The Extended Bayesian Skyline Plot (EBSP) was used to infer the historical population dynamics (Miller et al., 2018). EBSP analyses were implemented using the BEAST v.2.7.5 package. Complete mitogenomes of four species from the EHHM region (C. sumatraensis, N. cranbrooki, N. evansi, and M. gongshanensis) were selected for EBSP analysis with a strict molecular clock. The nucleotide substitution models were determined based on Bayesian Information Criterion (BIC) in ModelFinder within PhyloSuite v.1.2.2. The optimal model was HKY+F for all four species. The “Coalescent Extended Bayesian Skyline” model was used, with the “Population Model” factor set to 0.5 to account for female contribution to Ne (Heled & Drummond, 2008). Each population was run for 10 000 000 generations, with sampling every 1 000 steps and the first 10% of trees discarded as burn-in. Each dataset was run twice to confirm repeatability. Results were analyzed using Tracer v.1.7, ensuring that the effective sample sizes (ESS) for all relevant parameters exceeded 200. Demographic reconstructions were plotted in R v.3.2.3 using the R script plot EBSP.R (Heled & Drummond, 2008).

RESULTS

Phylogenetic relationships

The ML and BI analyses, based on complete mitogenomes, yielded similar tree topologies. Bootstrap values indicated significant support for all nodes. Naemorhedus and Capricornis were monophyletic sister genera (Figure 2). Three major phylogenetic clades were identified within Capricornis: 1) C. crispus; 2) C. swinhoei and C. rubidus; and 3) C. milneedwardsii, C. thar, and C. sumatraensis. The five Capricornis sequences collected in this study clustered within the third branch, along with C. milneedwardsii, C. thar, and C. sumatraensis. Two major phylogenetic clades were identified within the Naemorhedus: 1) N. cranbrooki, N. baileyi, and N. evansi—with N. cranbrooki and N. baileyi forming monophyletic taxa; and 2) N. griseus, N. goral, and N. caudatus. In addition, N. caudatus was divided into two distinct subclades, with our N. cranbrooki sequences from Xizang clustering in one subclade and those from northern Myanmar clustering in another. Similarly, N. evansi was divided into two different subclades, with our sequences from Yunnan and northern Myanmar grouped together, and N. baileyi was divided into two different subclades. The Muntiacus species formed two major clades (Figure 2): 1) M. reevesi, M. vuquangensis, and M. putaoensis; and 2) M. feae, M. gongshanensis, M. crinifrons, red muntjac (M. vaginalis, M. muntjak, and M. malabaricus), and M. atherodes. Both M. crinifrons and M. gongshanensis were identified as monophyletic, with M. gongshanensis further divided into two subclades. The sequences of M. gongshanensis from northern Myanmar were dispersed across both subclades.

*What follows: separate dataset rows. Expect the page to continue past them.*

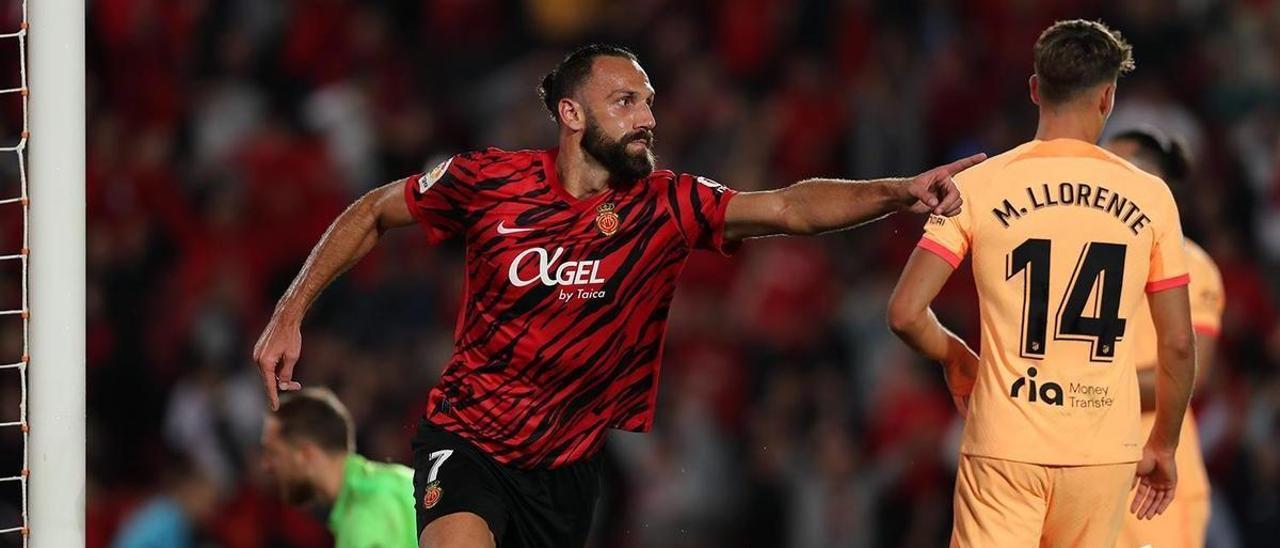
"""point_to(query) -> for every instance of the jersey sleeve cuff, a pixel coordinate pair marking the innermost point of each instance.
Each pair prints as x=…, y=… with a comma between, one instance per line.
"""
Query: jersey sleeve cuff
x=1206, y=329
x=1168, y=283
x=725, y=246
x=433, y=236
x=940, y=250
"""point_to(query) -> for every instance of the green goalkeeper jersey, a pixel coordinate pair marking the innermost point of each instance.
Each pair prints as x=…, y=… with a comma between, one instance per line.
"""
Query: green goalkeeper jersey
x=375, y=506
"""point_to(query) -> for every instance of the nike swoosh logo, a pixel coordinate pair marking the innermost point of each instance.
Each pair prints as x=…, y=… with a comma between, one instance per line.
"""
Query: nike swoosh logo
x=511, y=231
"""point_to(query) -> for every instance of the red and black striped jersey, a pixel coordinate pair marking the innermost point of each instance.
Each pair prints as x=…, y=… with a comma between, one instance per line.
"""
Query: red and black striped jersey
x=566, y=300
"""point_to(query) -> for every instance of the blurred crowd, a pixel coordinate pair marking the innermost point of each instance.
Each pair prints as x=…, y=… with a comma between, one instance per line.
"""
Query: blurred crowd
x=224, y=136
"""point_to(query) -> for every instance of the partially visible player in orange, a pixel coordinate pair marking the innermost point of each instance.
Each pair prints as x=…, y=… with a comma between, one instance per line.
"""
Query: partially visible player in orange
x=1185, y=520
x=1068, y=242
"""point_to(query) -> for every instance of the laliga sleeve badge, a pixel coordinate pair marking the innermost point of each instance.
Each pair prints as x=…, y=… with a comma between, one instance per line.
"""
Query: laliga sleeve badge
x=433, y=496
x=606, y=219
x=430, y=178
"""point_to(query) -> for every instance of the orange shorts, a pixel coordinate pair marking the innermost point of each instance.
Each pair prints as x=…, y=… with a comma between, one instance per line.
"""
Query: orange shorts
x=1183, y=525
x=1005, y=503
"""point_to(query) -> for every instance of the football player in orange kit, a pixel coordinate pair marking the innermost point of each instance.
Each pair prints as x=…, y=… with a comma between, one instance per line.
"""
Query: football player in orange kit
x=1185, y=520
x=1068, y=241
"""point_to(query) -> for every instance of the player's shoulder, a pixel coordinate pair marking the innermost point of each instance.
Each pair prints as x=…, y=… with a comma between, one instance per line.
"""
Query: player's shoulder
x=1200, y=261
x=492, y=163
x=987, y=172
x=493, y=156
x=666, y=179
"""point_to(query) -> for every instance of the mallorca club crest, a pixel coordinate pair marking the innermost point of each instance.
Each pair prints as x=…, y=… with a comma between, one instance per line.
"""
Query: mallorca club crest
x=433, y=494
x=607, y=219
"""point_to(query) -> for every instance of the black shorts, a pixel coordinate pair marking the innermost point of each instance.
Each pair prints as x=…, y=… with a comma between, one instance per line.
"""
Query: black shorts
x=521, y=507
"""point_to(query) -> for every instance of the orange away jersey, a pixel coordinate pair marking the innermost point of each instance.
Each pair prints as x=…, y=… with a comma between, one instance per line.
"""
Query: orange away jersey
x=1207, y=301
x=1065, y=240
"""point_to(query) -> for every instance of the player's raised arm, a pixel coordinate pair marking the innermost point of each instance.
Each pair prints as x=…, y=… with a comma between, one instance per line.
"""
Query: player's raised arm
x=814, y=206
x=913, y=322
x=1170, y=311
x=347, y=240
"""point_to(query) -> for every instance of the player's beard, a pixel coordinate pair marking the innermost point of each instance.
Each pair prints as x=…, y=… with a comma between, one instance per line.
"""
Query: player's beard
x=615, y=156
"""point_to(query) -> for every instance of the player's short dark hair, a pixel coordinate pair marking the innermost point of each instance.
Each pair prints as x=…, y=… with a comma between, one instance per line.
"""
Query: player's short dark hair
x=316, y=415
x=1075, y=55
x=1157, y=147
x=572, y=71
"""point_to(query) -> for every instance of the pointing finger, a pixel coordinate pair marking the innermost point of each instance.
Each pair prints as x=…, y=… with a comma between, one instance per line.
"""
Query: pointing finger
x=960, y=165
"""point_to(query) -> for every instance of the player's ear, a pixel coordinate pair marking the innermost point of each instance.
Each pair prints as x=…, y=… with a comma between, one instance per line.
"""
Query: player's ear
x=571, y=114
x=1109, y=100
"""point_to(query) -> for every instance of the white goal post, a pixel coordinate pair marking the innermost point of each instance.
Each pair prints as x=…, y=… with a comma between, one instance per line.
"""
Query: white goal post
x=56, y=273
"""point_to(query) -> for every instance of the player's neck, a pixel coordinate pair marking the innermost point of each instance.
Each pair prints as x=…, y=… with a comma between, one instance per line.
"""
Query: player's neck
x=580, y=176
x=330, y=471
x=1055, y=124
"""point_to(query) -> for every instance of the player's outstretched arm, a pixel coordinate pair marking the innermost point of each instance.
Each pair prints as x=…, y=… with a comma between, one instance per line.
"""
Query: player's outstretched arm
x=912, y=320
x=347, y=240
x=1175, y=375
x=814, y=206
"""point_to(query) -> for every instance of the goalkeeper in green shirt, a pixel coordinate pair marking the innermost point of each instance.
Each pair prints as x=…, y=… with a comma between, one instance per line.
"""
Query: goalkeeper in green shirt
x=309, y=447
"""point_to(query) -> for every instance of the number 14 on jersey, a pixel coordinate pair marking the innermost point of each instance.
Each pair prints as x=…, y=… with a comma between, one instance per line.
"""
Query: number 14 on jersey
x=1089, y=311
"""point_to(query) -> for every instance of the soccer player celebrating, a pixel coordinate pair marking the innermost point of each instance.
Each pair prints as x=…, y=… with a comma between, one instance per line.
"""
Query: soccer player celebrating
x=1065, y=240
x=309, y=447
x=1184, y=523
x=572, y=257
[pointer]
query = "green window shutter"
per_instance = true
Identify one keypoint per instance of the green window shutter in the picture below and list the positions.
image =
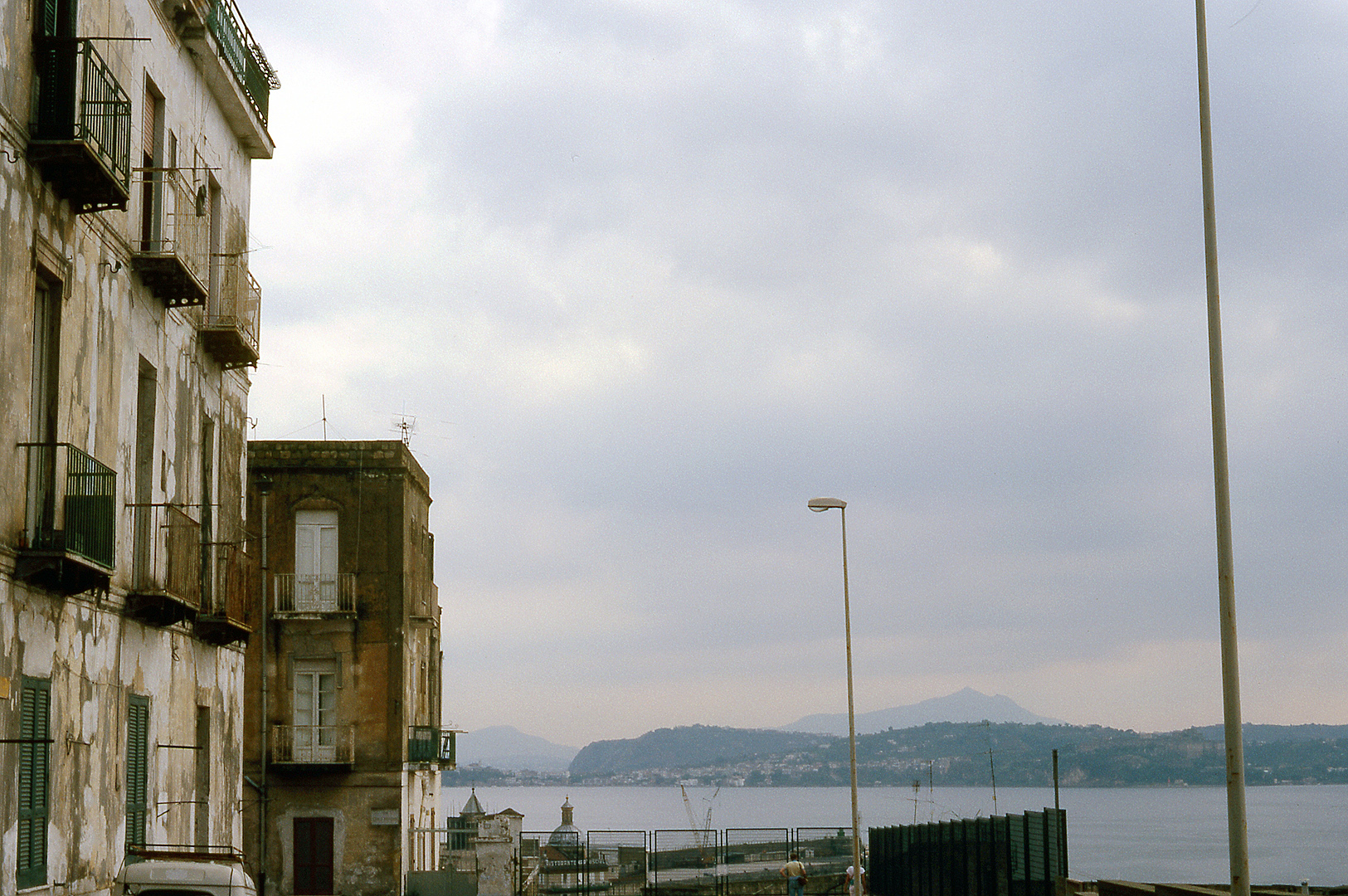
(46, 17)
(34, 781)
(138, 768)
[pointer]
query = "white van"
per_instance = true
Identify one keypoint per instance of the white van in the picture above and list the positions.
(177, 878)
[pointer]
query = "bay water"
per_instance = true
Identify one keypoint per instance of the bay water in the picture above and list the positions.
(1156, 835)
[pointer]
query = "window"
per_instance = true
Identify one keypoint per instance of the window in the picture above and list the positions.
(34, 781)
(201, 824)
(42, 429)
(313, 869)
(138, 768)
(316, 710)
(316, 561)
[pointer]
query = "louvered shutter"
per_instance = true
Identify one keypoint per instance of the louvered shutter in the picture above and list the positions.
(138, 768)
(34, 781)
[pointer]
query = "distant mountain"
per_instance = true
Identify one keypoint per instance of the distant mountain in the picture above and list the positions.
(509, 748)
(959, 755)
(961, 706)
(689, 747)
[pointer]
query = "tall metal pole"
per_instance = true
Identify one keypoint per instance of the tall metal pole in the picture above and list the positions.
(1225, 562)
(819, 505)
(265, 489)
(851, 720)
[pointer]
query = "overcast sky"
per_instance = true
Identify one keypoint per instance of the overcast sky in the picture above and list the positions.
(651, 274)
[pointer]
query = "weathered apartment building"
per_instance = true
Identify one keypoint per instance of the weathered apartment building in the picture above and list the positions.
(343, 718)
(129, 322)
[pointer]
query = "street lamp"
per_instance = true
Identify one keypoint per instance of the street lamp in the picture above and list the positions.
(819, 505)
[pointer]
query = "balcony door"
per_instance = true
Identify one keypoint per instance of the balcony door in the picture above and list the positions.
(316, 710)
(42, 429)
(316, 561)
(313, 869)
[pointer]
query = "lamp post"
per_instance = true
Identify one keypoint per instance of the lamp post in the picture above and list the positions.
(819, 505)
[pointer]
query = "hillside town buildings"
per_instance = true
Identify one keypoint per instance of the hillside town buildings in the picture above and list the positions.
(129, 322)
(343, 727)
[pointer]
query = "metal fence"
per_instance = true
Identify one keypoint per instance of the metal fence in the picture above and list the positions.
(999, 856)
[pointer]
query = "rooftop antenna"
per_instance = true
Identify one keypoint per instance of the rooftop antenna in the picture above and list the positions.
(406, 425)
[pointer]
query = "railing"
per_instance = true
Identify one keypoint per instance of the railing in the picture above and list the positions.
(226, 616)
(313, 744)
(168, 553)
(306, 593)
(236, 584)
(69, 503)
(81, 101)
(243, 54)
(429, 744)
(233, 311)
(178, 236)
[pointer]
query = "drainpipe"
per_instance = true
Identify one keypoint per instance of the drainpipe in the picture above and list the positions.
(265, 489)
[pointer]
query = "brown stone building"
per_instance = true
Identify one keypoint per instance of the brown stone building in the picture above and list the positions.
(343, 738)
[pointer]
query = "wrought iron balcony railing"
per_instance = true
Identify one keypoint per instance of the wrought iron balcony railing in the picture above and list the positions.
(427, 744)
(313, 744)
(226, 616)
(301, 595)
(230, 329)
(71, 503)
(172, 255)
(165, 565)
(80, 135)
(244, 57)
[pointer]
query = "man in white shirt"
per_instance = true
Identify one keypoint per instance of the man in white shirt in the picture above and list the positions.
(851, 885)
(794, 874)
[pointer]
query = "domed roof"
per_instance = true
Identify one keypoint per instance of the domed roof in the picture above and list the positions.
(567, 833)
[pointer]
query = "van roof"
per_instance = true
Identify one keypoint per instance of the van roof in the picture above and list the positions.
(166, 870)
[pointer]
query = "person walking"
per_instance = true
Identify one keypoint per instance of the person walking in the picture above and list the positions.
(851, 885)
(794, 874)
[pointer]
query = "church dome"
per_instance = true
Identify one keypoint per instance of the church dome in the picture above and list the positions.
(567, 833)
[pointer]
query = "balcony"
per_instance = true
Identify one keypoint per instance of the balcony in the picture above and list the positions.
(314, 596)
(166, 565)
(426, 744)
(68, 543)
(232, 65)
(313, 745)
(230, 330)
(226, 616)
(80, 136)
(172, 256)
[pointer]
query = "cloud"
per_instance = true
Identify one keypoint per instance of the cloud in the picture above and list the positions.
(650, 275)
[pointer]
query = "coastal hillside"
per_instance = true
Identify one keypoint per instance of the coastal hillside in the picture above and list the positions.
(966, 705)
(957, 753)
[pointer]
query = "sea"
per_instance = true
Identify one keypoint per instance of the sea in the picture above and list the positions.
(1154, 835)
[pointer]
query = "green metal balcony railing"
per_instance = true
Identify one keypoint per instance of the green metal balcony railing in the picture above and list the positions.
(81, 125)
(71, 501)
(427, 744)
(246, 58)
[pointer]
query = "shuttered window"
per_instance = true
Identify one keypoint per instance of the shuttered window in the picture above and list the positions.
(138, 768)
(34, 781)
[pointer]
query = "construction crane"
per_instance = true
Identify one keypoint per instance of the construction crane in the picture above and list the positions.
(701, 837)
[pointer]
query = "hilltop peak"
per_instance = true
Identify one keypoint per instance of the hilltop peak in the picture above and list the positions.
(966, 705)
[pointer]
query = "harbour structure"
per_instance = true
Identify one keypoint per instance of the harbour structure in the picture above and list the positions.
(344, 740)
(129, 325)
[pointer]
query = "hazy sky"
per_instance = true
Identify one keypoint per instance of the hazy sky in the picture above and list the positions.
(651, 274)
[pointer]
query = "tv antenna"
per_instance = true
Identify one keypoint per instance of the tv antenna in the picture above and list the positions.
(406, 425)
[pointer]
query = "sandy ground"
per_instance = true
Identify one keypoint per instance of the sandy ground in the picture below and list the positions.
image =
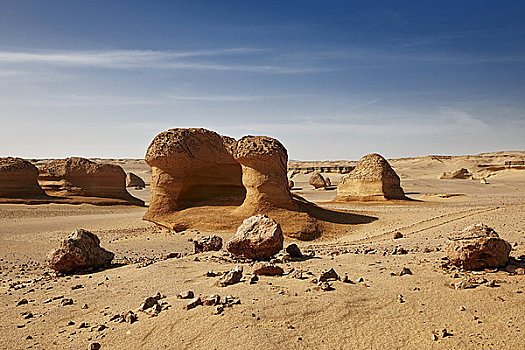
(275, 312)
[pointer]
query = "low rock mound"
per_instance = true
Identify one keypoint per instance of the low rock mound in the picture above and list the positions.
(133, 180)
(259, 238)
(82, 177)
(457, 174)
(318, 181)
(372, 179)
(80, 251)
(18, 179)
(476, 247)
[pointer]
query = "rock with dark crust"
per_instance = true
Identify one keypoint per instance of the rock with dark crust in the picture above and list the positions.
(18, 179)
(80, 251)
(207, 244)
(258, 237)
(476, 247)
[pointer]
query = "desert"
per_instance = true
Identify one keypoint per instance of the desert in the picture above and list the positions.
(392, 284)
(224, 175)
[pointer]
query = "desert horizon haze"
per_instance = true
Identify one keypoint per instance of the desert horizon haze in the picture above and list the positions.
(331, 80)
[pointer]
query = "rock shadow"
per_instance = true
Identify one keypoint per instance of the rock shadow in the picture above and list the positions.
(333, 216)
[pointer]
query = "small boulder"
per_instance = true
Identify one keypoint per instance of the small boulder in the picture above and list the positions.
(328, 275)
(212, 300)
(193, 303)
(294, 251)
(476, 247)
(80, 251)
(258, 237)
(186, 295)
(317, 180)
(398, 235)
(133, 180)
(207, 244)
(267, 269)
(233, 276)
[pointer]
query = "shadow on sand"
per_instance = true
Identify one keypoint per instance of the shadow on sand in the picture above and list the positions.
(333, 216)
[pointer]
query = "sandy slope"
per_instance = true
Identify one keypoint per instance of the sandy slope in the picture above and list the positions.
(277, 312)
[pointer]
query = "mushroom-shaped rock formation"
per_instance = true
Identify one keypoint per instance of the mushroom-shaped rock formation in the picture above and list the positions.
(18, 179)
(76, 176)
(191, 168)
(264, 162)
(476, 247)
(206, 181)
(133, 180)
(372, 179)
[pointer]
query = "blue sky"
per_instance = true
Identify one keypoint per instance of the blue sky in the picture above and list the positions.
(330, 79)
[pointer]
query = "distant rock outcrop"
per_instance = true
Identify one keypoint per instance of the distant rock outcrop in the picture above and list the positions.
(133, 180)
(318, 181)
(18, 179)
(259, 238)
(372, 179)
(80, 251)
(457, 174)
(476, 247)
(82, 177)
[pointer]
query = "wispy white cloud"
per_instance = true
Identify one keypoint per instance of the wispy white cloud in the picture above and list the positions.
(149, 59)
(228, 98)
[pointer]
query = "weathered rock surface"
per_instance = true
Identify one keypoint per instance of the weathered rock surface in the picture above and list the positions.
(133, 180)
(258, 237)
(317, 180)
(476, 247)
(267, 269)
(294, 251)
(372, 179)
(207, 244)
(78, 252)
(192, 167)
(203, 180)
(457, 174)
(82, 177)
(263, 161)
(18, 179)
(231, 277)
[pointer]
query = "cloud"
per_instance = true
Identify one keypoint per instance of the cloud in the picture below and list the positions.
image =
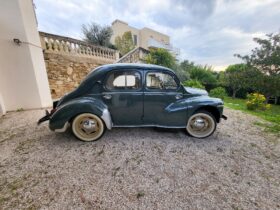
(206, 31)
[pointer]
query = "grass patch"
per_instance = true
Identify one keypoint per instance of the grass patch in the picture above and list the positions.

Figure  2.  Unified maximum-likelihood (ML) and Bayesian inference (BI) tree and estimation of divergence time based on complete mitogenomes

A: Unified tree of Capricornis and Naemorhedus species. B: Unified tree of Muntiacus species. Black numbers at nodes indicate maximum-likelihood and Bayesian posterior probability, respectively. Stars indicate values of 100 (ML) and 1.00 (BI). Blue numbers at nodes represent average time (Ma), blue bar represents 95% confidence interval. Sequences in bold are our samples. ☆ indicates sample is an ancient individual (sub-fossils).

Divergence times

The evolutionary tree topologies for Capricornis, Naemorhedus, and Muntiacus species were consistent with the phylogenetic tree topologies (Figure 2), thus the two trees were combined into a single unified tree.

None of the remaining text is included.